Read the documents from Shelley’s file

By Madeleine Baran, Minnesota Public Radio
October 7, 2013

Archbishop John Nienstedt was in the middle of a heated political fight over same-sex marriage in February of last year when he learned of a disturbing secret, hidden in the basement of the chancery — pornography from a priest’s computer, some of which appeared to depict children.

Canon lawyer Jennifer Haselberger had uncovered several computer discs and a white three-ring binder kept in the basement archives of the chancery building — the headquarters of the Archdiocese of St. Paul and Minneapolis. It was evidence from a 2004 internal investigation of sexually explicit images found on the computer of the Rev. Jonathan Shelley, then pastor of St. Jude of the Lake church in Mahtomedi, Minn.

Haselberger, a firebrand top official who joined the archdiocese in 2008, notified Nienstedt of the evidence, which included a report at the time from a private investigator that found that many of the depictions “could be considered borderline illegal, because of the youthful-looking male image.”

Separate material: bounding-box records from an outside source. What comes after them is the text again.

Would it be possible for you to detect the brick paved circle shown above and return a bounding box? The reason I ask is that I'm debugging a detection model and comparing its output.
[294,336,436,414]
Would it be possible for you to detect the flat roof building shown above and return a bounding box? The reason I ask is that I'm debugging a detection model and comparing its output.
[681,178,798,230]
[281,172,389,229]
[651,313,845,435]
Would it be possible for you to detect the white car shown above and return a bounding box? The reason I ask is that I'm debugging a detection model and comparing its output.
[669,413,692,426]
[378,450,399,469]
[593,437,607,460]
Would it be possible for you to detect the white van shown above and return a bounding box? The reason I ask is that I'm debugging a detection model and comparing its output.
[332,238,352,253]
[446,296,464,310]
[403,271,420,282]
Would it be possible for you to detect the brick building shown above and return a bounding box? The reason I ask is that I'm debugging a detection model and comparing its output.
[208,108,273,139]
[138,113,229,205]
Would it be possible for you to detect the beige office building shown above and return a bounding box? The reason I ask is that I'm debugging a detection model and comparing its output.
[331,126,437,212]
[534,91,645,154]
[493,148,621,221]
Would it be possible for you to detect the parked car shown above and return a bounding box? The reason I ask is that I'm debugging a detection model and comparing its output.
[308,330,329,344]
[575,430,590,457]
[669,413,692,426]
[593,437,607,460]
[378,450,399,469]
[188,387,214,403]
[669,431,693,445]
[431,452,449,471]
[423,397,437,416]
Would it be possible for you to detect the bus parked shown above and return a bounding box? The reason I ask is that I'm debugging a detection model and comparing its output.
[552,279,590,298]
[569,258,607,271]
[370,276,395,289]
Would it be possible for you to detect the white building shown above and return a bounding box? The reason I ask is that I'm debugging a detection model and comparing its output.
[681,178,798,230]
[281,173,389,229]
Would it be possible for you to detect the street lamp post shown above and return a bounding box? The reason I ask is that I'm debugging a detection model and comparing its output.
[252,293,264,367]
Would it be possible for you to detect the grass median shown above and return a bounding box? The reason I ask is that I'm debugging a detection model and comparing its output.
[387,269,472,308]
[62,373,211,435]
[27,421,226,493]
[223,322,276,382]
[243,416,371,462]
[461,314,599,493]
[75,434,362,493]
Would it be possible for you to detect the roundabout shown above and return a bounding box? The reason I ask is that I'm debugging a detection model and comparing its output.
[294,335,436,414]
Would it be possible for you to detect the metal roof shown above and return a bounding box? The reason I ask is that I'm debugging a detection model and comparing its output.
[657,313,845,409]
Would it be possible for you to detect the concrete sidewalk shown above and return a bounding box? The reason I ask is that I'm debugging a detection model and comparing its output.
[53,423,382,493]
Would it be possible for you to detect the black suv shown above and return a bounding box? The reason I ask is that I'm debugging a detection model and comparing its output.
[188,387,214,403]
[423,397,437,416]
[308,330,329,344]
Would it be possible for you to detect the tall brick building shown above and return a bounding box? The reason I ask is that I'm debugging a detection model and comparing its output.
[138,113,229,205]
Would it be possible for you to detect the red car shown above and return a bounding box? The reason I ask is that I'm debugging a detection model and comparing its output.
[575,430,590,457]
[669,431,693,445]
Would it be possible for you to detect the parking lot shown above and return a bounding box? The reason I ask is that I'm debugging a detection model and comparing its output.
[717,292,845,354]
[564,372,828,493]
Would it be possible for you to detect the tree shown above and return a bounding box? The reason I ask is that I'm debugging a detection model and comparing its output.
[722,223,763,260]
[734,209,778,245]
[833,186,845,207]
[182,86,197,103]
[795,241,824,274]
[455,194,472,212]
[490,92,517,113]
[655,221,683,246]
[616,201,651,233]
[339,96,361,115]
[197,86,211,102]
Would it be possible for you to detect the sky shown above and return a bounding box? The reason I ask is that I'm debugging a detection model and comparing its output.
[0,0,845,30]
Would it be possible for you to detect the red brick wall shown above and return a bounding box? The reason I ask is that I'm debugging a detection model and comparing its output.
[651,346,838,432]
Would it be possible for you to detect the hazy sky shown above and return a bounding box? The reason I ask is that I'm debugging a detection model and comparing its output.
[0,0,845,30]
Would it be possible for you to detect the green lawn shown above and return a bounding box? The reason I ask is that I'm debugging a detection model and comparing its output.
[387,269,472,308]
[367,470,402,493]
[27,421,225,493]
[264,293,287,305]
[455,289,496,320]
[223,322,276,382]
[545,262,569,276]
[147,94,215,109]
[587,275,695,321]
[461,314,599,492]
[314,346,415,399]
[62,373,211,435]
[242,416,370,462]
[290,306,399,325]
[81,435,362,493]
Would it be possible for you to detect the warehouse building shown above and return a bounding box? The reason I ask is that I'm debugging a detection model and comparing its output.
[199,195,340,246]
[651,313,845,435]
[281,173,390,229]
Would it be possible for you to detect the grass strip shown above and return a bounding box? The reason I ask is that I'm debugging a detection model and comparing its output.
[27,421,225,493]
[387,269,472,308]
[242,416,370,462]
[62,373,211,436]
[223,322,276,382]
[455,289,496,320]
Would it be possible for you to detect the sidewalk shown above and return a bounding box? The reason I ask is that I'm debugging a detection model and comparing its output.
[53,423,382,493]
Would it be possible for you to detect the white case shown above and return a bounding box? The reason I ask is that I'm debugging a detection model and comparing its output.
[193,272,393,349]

What followed was a contentious, yearlong debate among top leaders inside the chancery about whether the images met the legal definition of child pornography, according to internal church documents that Haselberger provided to police earlier this year and were obtained by MPR News. The documents shed new light on the Shelley case and provide a closer look at decisions that Nienstedt and former Archbishop Harry Flynn made to keep the matter quiet and continue Shelley in ministry.